I’ve been wandering from coffee shop to bookstore and back again for the better part of a year now trying to find a place to write for two-to-four hours at a stretch. Finding a spot that offers the perfect combination of funky atmosphere, internet connectivity and semi-edible food has turned out to be quite a challenge.
For writers looking for that perfect after-work coffee shop in which to pen your story, here’s a short list of things to look for:
- Plenty of Power Outlets – there’s nothing worse than getting into a flow and having your laptop battery die on you.
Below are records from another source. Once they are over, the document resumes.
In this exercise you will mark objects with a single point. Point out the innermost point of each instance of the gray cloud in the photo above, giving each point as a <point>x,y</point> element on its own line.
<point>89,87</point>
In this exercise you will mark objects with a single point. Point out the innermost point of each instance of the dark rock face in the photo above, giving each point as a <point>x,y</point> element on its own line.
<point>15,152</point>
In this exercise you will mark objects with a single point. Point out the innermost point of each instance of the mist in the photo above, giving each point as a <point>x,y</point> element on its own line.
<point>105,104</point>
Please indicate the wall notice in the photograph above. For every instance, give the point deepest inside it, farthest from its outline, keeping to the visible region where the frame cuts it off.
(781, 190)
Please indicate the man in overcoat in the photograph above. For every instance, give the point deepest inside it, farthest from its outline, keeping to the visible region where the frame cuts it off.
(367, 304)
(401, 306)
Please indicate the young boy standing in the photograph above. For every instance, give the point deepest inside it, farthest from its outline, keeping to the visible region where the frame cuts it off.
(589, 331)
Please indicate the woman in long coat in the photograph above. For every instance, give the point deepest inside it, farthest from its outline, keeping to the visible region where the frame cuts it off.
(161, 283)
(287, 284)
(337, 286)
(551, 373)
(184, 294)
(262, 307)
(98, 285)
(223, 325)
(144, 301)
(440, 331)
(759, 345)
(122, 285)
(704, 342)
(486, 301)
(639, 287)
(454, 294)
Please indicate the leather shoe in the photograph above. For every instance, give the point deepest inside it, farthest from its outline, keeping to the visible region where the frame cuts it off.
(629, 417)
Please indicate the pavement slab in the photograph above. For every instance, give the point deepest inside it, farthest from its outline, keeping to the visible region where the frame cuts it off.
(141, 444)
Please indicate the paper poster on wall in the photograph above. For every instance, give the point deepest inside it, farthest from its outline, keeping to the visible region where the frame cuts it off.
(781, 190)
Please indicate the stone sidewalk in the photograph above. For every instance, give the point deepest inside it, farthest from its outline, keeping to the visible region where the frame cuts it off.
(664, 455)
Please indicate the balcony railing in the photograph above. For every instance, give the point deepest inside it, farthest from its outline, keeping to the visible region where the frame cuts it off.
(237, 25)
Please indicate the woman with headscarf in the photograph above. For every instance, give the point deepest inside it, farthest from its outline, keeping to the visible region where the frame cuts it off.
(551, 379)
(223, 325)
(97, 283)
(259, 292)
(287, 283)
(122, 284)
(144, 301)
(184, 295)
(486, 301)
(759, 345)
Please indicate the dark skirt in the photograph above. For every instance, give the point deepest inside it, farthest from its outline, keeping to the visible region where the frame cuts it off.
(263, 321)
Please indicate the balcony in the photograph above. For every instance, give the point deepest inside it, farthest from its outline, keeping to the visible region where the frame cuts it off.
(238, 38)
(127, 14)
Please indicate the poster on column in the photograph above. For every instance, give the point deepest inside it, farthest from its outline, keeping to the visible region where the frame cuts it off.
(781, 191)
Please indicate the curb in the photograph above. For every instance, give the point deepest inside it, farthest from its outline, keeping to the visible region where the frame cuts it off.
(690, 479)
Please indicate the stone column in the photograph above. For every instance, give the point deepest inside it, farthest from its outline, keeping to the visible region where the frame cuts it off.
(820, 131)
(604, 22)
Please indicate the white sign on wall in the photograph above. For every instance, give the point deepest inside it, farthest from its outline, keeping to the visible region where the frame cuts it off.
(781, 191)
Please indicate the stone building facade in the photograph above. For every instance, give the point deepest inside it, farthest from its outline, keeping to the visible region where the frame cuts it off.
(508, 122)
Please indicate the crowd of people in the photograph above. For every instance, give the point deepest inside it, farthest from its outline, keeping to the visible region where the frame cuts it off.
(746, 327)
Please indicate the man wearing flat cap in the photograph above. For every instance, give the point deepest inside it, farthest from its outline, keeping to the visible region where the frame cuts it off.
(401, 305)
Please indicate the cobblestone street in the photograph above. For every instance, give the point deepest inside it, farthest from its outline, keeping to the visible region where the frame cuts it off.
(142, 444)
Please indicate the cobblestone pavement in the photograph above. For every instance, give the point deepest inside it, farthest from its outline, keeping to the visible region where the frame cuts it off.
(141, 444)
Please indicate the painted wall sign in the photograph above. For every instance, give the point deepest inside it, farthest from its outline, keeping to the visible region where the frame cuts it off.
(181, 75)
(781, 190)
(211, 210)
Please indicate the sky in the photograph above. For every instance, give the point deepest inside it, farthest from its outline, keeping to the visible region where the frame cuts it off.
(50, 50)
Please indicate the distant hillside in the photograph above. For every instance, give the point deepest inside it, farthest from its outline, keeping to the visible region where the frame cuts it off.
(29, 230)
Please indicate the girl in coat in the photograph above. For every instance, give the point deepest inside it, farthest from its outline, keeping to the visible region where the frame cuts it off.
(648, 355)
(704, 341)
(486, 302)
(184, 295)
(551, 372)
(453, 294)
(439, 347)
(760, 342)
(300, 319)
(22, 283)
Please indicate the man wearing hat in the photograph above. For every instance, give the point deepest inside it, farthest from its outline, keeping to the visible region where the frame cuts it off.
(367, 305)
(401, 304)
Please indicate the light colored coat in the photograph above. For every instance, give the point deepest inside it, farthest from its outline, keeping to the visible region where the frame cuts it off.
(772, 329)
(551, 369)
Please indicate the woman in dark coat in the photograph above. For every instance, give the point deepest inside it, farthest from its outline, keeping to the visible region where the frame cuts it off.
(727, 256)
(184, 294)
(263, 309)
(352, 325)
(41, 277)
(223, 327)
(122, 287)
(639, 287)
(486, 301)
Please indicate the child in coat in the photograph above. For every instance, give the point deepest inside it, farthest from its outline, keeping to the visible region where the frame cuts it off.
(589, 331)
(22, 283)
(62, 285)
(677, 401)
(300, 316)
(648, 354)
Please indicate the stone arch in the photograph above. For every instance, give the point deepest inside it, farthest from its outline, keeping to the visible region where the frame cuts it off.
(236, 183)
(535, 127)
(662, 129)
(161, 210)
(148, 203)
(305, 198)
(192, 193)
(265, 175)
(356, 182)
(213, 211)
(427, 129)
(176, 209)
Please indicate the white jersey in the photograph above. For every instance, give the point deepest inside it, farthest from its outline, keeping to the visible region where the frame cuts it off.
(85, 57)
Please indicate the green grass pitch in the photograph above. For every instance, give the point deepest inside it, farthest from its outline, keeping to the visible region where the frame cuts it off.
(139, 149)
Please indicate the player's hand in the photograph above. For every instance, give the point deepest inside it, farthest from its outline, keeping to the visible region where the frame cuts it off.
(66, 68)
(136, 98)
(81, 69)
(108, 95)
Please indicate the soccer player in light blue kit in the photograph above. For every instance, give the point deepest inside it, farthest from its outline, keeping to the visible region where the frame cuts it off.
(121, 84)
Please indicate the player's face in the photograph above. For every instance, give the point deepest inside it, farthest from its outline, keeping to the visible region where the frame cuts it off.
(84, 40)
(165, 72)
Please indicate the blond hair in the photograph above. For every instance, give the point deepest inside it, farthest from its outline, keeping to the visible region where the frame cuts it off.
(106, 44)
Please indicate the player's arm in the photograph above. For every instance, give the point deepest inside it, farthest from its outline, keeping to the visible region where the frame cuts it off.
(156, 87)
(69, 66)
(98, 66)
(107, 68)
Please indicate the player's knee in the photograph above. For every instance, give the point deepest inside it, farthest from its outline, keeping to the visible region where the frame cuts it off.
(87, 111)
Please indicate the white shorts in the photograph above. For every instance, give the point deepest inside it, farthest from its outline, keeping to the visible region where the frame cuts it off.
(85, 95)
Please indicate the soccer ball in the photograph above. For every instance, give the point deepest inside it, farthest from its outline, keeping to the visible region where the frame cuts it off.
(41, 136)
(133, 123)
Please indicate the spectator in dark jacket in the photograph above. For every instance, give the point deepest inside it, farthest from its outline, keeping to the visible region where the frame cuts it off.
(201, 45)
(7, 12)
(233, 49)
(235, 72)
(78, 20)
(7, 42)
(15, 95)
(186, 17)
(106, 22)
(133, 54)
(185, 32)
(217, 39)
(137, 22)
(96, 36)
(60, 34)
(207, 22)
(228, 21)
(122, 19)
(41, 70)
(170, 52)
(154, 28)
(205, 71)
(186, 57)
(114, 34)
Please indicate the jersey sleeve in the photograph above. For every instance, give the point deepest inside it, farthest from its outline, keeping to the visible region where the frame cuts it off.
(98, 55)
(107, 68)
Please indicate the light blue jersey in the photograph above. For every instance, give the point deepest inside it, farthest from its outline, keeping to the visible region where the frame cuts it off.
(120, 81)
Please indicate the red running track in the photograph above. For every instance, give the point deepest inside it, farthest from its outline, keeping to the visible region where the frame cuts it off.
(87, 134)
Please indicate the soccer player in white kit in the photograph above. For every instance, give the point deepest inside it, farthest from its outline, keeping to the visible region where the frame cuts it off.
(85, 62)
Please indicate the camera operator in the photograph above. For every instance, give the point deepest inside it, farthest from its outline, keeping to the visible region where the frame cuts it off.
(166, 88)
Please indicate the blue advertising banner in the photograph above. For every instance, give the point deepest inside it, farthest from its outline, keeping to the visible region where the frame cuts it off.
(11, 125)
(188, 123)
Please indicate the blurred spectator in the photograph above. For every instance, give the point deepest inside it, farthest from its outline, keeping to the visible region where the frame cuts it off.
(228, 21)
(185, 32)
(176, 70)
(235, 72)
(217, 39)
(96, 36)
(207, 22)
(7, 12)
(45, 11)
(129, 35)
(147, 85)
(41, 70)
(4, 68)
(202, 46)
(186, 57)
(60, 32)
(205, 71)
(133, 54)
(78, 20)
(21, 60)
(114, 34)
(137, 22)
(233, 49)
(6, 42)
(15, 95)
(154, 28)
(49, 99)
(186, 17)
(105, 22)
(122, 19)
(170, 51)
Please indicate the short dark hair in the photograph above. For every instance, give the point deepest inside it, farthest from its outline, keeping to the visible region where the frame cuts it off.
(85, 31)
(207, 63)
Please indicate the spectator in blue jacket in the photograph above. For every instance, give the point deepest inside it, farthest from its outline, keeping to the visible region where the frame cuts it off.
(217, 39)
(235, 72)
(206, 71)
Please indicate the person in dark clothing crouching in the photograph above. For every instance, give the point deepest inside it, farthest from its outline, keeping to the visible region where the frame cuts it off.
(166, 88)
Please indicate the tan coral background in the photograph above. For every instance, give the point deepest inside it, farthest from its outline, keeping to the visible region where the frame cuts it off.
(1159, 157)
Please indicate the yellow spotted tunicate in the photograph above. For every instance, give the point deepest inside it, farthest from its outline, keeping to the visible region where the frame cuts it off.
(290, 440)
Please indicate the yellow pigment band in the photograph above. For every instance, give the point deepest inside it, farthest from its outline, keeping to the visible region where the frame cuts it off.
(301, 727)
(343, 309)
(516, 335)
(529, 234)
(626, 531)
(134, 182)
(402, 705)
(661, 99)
- Healthy Food – you’re going to be eating dinner there, so make sure the menu doesn’t consist of cookies and biscotti. Surprisingly, the coffee doesn’t matter one bit.
- Open Until 11pm or Later – some places close as early as 8pm during the week.
- Limited “Open Mic” Nights – several great coffee shops have open mic nights every day of the week. This is great if you’re a college kid cruising Facebook and avoiding your classes, but not so awesome if you’re trying to focus how to make your prose sing.
- Free Wi-Fi – The smarter big-box bookstores like Barnes & Noble are using this as a loss-leader to get bodies in the store. The smaller, independent coffee shops all offer free internet access.
- Bar Stools – There’s nothing more uncomfortable than sitting in a squat, wooden chair for hours at a time, with your knees jammed up into your chest. Elevated bar stools (like at White Rock Coffee in NE Dallas) are a must for the taller crowd.
So which coffee shop makes the best grade in Dallas? My money’s on White Rock Coffee Shop in Dallas for the barstools, free Wi-Fi and the hours. But they have an open-mic night on every night except for Monday, so I usually try to hit The Pearl Cup during the week (good food, free Wi-Fi … but they close at 9pm on week nights) and WRC on the weekends.